A thought I had on a roadtrip not too long ago, which is not exactly true, but close enough:

If the white line on the side of a road is real analytic- then every twist and turn on the road should be discernable by investigating just an arbitrarily small neighborhood of a line.  Thus, all 3,365 miles of the path that Route 20 takes from Kendall Square in Boston to Newport, Oregon could be deduced if one measured, precisely, a 1-foot section of the white line in Sioux City, Iowa.

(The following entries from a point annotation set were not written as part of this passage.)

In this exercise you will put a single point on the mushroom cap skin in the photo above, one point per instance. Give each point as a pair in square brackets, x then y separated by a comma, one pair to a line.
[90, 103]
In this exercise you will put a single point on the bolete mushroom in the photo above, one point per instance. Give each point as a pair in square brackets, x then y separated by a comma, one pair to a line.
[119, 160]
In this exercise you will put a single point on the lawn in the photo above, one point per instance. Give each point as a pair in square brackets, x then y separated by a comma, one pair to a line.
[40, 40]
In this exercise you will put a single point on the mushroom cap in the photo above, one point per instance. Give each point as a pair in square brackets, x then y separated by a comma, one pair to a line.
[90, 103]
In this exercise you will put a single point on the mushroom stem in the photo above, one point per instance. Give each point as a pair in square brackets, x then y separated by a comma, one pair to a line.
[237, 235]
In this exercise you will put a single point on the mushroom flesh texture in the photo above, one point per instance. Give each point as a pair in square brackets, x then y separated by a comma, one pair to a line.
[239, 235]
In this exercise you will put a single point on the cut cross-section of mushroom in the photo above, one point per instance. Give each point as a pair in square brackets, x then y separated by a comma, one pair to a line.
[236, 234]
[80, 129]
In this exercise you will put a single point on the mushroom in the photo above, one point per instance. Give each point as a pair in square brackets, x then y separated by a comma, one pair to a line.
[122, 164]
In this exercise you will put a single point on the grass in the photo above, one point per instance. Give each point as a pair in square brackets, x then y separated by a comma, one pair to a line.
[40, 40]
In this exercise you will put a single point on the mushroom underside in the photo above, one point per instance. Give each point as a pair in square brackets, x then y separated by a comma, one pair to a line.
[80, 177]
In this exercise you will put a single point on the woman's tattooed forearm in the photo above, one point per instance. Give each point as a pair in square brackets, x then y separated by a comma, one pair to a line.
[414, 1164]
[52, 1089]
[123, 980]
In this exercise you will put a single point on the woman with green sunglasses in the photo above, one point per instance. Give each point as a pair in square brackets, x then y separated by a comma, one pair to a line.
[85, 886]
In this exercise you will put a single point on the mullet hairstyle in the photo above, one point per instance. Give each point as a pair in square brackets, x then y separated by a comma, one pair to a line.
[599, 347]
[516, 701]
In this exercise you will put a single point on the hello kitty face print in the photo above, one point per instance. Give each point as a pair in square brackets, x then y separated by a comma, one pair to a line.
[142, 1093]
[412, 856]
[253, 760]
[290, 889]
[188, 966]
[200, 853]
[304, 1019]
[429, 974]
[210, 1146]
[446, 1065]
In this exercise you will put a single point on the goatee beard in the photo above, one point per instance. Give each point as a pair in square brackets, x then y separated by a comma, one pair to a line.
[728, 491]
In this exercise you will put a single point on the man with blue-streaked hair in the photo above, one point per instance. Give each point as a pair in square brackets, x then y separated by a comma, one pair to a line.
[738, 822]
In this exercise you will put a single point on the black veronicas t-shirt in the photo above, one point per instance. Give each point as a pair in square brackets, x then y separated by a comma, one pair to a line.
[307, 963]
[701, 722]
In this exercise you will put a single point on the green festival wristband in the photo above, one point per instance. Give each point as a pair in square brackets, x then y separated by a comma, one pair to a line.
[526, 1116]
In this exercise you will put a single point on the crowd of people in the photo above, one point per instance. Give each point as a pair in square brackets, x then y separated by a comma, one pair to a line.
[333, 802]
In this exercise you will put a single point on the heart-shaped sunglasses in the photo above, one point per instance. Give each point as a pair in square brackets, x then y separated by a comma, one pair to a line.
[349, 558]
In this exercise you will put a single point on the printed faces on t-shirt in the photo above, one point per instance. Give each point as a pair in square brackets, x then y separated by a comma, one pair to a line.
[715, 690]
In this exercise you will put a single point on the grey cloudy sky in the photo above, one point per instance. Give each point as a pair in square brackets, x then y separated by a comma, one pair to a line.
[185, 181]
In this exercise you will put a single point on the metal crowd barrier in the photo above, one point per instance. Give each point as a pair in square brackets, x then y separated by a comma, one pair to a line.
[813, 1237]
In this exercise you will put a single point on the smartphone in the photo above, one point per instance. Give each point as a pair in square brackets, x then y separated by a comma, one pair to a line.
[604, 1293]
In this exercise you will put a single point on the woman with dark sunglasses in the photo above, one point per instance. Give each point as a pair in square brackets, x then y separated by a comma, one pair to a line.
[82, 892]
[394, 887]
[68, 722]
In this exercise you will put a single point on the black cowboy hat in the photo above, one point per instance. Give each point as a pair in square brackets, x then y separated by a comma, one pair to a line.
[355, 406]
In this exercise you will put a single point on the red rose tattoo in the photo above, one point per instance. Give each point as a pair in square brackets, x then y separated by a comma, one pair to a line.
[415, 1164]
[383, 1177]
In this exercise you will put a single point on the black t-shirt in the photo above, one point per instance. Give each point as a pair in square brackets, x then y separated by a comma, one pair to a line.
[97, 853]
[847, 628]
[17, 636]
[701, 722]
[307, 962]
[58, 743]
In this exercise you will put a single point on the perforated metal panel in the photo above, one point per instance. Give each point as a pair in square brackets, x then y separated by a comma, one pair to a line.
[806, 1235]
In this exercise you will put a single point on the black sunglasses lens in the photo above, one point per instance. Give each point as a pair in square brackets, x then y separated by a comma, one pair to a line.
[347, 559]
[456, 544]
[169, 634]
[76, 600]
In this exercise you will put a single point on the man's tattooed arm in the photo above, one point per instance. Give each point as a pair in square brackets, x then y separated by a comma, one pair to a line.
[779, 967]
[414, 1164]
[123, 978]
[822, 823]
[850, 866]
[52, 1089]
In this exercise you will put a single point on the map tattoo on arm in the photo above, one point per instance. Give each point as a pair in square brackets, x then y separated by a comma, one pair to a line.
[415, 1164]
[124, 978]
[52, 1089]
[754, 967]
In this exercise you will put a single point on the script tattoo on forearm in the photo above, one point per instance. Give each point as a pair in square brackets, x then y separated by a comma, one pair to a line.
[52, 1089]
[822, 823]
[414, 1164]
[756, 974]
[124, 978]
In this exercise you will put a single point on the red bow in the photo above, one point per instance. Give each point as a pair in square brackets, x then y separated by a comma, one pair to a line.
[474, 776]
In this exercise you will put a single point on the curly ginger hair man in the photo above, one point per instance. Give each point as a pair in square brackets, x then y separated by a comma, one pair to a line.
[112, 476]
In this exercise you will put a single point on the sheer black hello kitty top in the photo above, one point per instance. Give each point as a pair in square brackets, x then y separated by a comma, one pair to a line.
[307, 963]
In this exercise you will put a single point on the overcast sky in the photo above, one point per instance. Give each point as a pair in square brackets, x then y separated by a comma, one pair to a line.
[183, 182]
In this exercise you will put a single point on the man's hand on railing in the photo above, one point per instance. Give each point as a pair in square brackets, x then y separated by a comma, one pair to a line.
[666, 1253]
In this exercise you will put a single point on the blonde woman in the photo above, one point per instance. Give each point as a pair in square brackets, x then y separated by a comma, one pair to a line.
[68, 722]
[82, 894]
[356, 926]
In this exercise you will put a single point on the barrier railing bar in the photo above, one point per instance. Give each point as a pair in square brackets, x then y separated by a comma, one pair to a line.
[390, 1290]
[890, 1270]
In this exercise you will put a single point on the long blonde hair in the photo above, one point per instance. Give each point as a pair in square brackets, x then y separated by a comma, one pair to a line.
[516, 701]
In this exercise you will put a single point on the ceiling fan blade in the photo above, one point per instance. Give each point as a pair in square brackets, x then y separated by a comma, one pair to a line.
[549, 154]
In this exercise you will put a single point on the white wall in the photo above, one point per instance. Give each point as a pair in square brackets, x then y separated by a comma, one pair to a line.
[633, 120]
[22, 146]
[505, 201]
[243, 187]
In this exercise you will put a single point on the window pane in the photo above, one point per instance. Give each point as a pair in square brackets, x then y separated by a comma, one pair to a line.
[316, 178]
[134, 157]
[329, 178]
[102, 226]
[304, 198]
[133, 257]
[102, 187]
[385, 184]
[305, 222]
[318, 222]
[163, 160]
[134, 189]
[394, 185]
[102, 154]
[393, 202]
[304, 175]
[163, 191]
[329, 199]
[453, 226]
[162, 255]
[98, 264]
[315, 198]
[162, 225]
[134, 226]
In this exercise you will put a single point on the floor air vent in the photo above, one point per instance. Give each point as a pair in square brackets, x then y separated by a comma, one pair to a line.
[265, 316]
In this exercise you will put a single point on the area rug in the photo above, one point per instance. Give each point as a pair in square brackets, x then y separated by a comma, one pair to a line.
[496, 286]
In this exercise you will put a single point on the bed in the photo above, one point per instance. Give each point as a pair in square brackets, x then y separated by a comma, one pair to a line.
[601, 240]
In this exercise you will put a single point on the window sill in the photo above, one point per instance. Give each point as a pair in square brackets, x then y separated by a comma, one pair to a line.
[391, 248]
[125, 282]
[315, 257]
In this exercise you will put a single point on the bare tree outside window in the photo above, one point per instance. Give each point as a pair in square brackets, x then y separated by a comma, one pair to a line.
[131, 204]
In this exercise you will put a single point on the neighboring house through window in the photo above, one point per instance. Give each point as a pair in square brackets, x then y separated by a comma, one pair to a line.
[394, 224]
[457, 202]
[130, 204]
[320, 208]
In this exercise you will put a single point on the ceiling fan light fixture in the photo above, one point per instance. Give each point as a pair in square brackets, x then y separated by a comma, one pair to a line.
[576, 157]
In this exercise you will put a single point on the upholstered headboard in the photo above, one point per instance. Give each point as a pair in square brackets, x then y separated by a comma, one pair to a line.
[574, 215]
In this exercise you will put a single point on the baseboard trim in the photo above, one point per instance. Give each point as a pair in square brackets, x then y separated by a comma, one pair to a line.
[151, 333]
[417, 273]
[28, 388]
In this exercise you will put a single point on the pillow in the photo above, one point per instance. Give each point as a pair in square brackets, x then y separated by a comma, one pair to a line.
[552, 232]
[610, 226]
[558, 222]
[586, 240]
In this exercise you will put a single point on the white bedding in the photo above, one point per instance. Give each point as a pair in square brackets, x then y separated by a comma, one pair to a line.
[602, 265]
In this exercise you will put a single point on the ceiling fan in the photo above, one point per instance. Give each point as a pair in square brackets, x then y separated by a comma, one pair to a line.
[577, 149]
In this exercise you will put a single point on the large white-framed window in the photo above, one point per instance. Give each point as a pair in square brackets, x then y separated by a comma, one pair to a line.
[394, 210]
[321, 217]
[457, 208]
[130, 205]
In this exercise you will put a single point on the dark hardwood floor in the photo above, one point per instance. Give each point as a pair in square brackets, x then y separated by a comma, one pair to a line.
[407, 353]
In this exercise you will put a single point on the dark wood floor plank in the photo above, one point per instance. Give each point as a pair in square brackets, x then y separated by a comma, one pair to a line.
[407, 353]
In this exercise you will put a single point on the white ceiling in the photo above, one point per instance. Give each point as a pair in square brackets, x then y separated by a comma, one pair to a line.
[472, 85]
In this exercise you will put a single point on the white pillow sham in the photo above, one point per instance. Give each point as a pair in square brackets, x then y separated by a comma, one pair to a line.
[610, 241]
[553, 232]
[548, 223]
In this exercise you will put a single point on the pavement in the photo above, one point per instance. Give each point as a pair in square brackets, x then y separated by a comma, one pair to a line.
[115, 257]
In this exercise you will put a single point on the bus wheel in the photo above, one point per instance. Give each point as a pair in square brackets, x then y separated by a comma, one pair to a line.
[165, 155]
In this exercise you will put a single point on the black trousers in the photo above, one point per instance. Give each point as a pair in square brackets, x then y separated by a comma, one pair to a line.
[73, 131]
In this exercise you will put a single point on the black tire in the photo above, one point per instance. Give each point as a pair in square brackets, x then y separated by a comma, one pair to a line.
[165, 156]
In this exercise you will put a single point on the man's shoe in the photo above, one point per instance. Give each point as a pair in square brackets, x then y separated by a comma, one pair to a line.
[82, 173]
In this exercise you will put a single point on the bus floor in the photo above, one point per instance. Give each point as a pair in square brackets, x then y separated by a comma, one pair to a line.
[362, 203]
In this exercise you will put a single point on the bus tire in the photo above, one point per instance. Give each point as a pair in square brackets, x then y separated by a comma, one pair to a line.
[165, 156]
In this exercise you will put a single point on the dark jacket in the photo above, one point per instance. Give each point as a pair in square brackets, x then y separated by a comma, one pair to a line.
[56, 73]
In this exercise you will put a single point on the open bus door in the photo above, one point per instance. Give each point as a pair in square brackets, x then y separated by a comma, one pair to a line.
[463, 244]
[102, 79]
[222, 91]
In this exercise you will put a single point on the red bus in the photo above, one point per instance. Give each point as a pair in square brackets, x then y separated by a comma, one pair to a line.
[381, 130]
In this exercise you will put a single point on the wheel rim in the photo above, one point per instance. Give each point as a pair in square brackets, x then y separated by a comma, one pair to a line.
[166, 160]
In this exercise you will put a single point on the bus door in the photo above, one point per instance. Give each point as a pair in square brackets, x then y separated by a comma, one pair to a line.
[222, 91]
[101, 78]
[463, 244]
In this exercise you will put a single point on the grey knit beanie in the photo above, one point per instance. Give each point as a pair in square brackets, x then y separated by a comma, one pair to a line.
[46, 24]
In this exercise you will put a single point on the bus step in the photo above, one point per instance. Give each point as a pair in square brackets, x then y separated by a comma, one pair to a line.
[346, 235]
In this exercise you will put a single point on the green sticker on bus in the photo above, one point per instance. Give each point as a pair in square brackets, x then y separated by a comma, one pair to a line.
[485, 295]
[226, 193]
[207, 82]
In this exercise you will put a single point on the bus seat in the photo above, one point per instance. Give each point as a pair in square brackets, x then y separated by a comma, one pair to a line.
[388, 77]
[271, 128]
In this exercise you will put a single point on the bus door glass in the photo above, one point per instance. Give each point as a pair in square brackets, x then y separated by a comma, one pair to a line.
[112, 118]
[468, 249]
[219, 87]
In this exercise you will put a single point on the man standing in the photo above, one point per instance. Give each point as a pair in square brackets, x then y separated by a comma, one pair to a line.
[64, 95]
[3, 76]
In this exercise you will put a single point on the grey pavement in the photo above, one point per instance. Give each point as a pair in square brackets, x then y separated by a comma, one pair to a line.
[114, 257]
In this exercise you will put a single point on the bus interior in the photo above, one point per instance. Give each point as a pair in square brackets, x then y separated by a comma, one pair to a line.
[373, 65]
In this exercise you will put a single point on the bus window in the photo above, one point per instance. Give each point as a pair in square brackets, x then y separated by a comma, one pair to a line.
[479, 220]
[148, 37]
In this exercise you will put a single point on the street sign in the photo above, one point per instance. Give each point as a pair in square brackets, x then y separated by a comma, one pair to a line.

What I am leaning on here is the definition of a real analytic function (and in light of my recent post on functions, I’ll specify that I am talking about real-valued functions on the real line): that a function has a convergent power series in a neighborhood of any point.  One should also worry about the difference between an analytic function, and one which is merely smooth.  A good example to remember is the function

$f(x) = \left\{ \begin{array}{rl} e^{-\frac{1}{x}} & x > 0 \\ 0 & x \leq 0 \end{array}\right.$

One must take my word that this function is smooth (though it is easy enough to believe- note that the exponential function and all of its derivatives will be equal to 0 at 0, making a sort of smooth splice).  However, note that the Taylor series at x= 0 is identically zero (as we just pointed out), so the Taylor series does not converge to the function for x>0.  Hence f is a smooth, but non-analytic, function.

I mentioned that this statement was not exactly true.  Mathematically, I meant it would be hard to verify that all 3,365 miles were real analytic, unless you could write down the formula for the road, or knew a priori that paint only dried in a smooth fashion.  I prefer my brother’s objection when I told him the story though: exits.  When I moved my story to the center line, he moved his to passing lanes.  Ah well.